Subscribe Form

Stay up to date

Thanks for submitting!

 
Search
  • Sean Preuss

How to Make Exercise Enjoyable

I believe exercise is a fundamental habit that everyone should participate in. I put it in the same category as brushing teeth, sleeping, and drinking water. Unfortunately, there's a much lower adherence rate for exercise compared to other fundamental habits. For example, 54% of American adults brush their teeth twice a day (I know--that should be MUCH higher) compared to just 20.6% of Americans meet the minimum exercise recommendations [1,2].



As previously discussed, time is a big factor in why people don't stick with exercise. Another issue is motivation. People often exercise for external motivations: to win a weight loss or steps competition, get praise from others, or to look good in a bathing suit. These sources of motivation aren't wrong; they're just fleeting [3].


What's a lasting form of motivation? Intrinsic motivation. Intrinsic motivation is the desire to do something because of "an experienced sense of enjoyment of, and/or inherent interest in, the activity [3]." In other words, you are motivated to do something because it's fun or deeply satisfying.


How can you become intrinsically motivated to exercise? How can you make exercise FUN?


Intrinsic Motivation for Exercise


In the early 1970s, psychology researchers Dr. Edward Deci and Dr. Richard Ryan identified a recipe for building intrinsic motivation. This recipe, known as the Self-Determination Theory, stated that three psychological needs should be fulfilled to create intrinsic motivation [4].


The needs are the following:

  1. Autonomy. You have at least some control in the activity.

  2. Competence. You believe you are effective in the activity.

  3. Relatedness. You have a connection with others around the habit.

When all three are present in an activity, such as exercise, the activity should become enjoyable or deeply satisfying. The question then becomes, "how do we execute each part of the Self-Determination Theory in a workout program?" Here are some examples:

  • Autonomy. If you work with a trainer, pick some of the exercises. If you have a favorite type of exercise, add that to your workout program on a few days each week. Keep your own exercise journal. Work out for a shorter period of time on a day when you don't feel like exercising.

  • Competence. You can build competence by setting and achieving goals. Set goals for each day or each week. When getting started, make the goals very achievable (e.g. walk for 10 minutes today, or strength train twice this week). Also, take notes on what you've done well. For example, if you work out three days a week, celebrate that success (instead of focusing on the four days that you didn't exercise).

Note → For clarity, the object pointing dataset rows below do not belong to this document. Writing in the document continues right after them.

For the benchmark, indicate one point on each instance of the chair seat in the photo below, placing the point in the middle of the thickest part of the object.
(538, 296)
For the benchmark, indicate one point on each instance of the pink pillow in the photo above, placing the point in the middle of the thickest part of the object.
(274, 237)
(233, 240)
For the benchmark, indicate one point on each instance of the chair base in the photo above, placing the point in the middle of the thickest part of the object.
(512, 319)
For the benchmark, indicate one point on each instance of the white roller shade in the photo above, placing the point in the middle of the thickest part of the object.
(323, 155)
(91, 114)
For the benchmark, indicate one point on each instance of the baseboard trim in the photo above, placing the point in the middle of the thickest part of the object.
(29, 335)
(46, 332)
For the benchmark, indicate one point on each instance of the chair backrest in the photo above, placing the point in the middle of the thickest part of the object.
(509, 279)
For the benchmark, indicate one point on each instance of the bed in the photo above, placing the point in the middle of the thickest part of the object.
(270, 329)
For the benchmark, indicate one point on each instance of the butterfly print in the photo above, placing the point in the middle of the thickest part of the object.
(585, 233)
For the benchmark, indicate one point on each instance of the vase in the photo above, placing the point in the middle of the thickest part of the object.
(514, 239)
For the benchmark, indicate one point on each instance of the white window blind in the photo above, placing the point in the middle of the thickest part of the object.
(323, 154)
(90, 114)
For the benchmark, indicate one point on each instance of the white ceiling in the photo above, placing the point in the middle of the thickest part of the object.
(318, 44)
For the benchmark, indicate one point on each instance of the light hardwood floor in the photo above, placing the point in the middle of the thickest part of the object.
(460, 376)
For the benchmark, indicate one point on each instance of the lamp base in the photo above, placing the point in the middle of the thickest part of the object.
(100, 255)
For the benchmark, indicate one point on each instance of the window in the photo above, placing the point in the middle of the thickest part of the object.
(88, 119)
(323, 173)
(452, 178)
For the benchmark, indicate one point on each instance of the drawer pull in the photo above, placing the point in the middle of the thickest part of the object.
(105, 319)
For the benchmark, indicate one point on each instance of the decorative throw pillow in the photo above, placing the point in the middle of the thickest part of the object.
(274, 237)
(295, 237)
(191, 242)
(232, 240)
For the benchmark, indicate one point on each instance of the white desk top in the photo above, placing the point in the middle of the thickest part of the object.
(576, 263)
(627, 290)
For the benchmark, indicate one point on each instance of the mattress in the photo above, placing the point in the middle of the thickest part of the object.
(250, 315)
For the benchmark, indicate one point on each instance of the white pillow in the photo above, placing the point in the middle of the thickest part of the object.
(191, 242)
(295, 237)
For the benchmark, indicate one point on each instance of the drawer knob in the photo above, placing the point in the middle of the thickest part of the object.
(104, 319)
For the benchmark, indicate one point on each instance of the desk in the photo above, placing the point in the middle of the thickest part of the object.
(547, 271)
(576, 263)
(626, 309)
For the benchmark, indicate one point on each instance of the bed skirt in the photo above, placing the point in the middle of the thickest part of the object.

  • Relatedness. Walk or go to the gym with a friend. Become accountability partners with a friend or family member, where you both check in with each other regularly on how exercise habits are going. Talk with people at the gym. Learn their names, develop connections with them, and talk to them when you go to the gym. Join a Facebook group. Post on social media about your exercise habits. Hire an online coach and keep in regular touch with them.

My Recommendations


I don't think exercise has to be enjoyable for people to stick with it. However, enjoying exercise can be useful for some to develop the exercise habit. If you feel adding more "fun" to exercise would help you stick to a routine, then take the following actions:

  1. Give yourself some control in the planning and execution of the workout (autonomy).

  2. Build your skills in and confidence towards exercising by creating progressively challenging goals, checking them off, and by paying attention to your successes (competence).

  3. Connect with others around your exercise habit, such as joining groups on social media, connecting with people at the gym, having a workout buddy, or hiring a trainer (relatedness).

References

  1. Sunstar. (2021). Global Healthy Thinking Report. 2021 Oral Health Awareness Survey. Retrieved from https://www.sunstar.com/wp-content/uploads/2021/09/Sunstar-Global-Healthy-Thinking-Report-2021.pdf

  2. Harris, C.D., Watson, K.B., Carlson, S.A., Fulton, J.E., & Dorn, J.M. (2011). Adult participation in aerobic and muscle-strengthening physical activities -- United States, 2011. Morbidity and Mortality Weekly Report, 62(17), 326-330.

  3. Kinnafick, F.E., Ntoumani, C.T., & Duda, J.L. (2014). Physical activity adoption to adherence, lapse, and dropout: a self-determination theory perspective. Qualitative Health Research, 1-13.

  4. Ryan, R.M. & Deci, E.L. (2000). Self-determination theory and the facilitation of intrinsic motivation, social development, and well-being. American Psychologist, 55(1), 68-78.